Publié le par Tourtaux

 

Jeudi 24 novembre 2011

RTT dans les hôpitaux publics : le Compte Epargne-Temps emblématique du système libéral et de l’exploitation capitaliste

 

La médiatisation officielle sait décidément séparer les torchons des serviettes… Et il est évident que les syndicats de médecins sont plus entendus et relayés dans la presse nationale, audio-visuelle ou non, que d’autres qui dénoncent depuis longtemps l’accumulation hallucinante de jours de repos non pris par les personnels non médicaux au sein des hôpitaux publics. Les informations diffusées à ce propos mettent en avant les RTT des médecins, signalant presque en passant que ces RTT-là ne représentent que la moitié du problème. L’autre moitié, mais c’est un détail, ne concerne que la piétaille hospitalière… On voit ainsi très clairement à quel point cette approche du problème est une approche de classe.

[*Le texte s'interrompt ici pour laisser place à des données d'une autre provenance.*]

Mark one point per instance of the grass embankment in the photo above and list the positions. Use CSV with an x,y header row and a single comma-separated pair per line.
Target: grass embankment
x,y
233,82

Cette façon de présenter le problème n’est pas innocente : il s’agit bien entendu de dresser les catégories de personnel hospitalier les unes contre les autres. Vieille recette qui a fait ses preuves : diviser pour mieux régner.

 

Les articles publiés jusqu’à présent ne parlent que des RTT. Pour le personnel hospitalier, cela concerne pourtant, et tout autant, d’autres types de repos non pris : les jours accumulés sur les comptes épargne-temps (CET) sont aussi des Congés Annuels, des heures de récupération, etc. De ces heures-là on ne parle pas…

Il faut par ailleurs savoir qu’en théorie les CET ne sont utilisés par les agents que de leur propre volonté. On ne peut forcer quelqu’un à avoir recours à un CET, c’est la loi.

La réalité est bien différente : la pénurie de personnel dans les hôpitaux mène à une situation de blocage qui interdit de fait au personnel de prendre les jours de repos auquel il a droit. En effet, la grande majorité des services hospitaliers sont soient en effectif a minima, soit en sous-effectif. Si l’on ajoute à cette réalité l’obligation de continuité du service public, cela donne des situations quasi permanentes où le personnel est mis dans l’impossibilité de prendre ses repos. En effet, quand un agent veut prendre ses repos, il n’y a personne pour le remplacer…

Normalement, ce devrait être aux directions locales de faire en sorte que chacun puisse prendre ses repos légaux. Mais la plupart de ces directions sont coincées d’une part par l’interdiction d’embauche émanant du ministère, et  d’autre part par des budgets revus à la baisse d’année en année.

Dès lors, la plupart des directions font pression sur les agents pour les forcer à placer leurs jours de repos sur des CET. Le discours est simple : premier temps : on ne peut vous donner vos repos, il n’y a personne pour vous remplacer ; deuxième temps : si vous ne prenez pas vos jours de repos dans l’année (ceux qu’on refuse de vous donner), vous les perdrez, à moins de les placer sur votre CET…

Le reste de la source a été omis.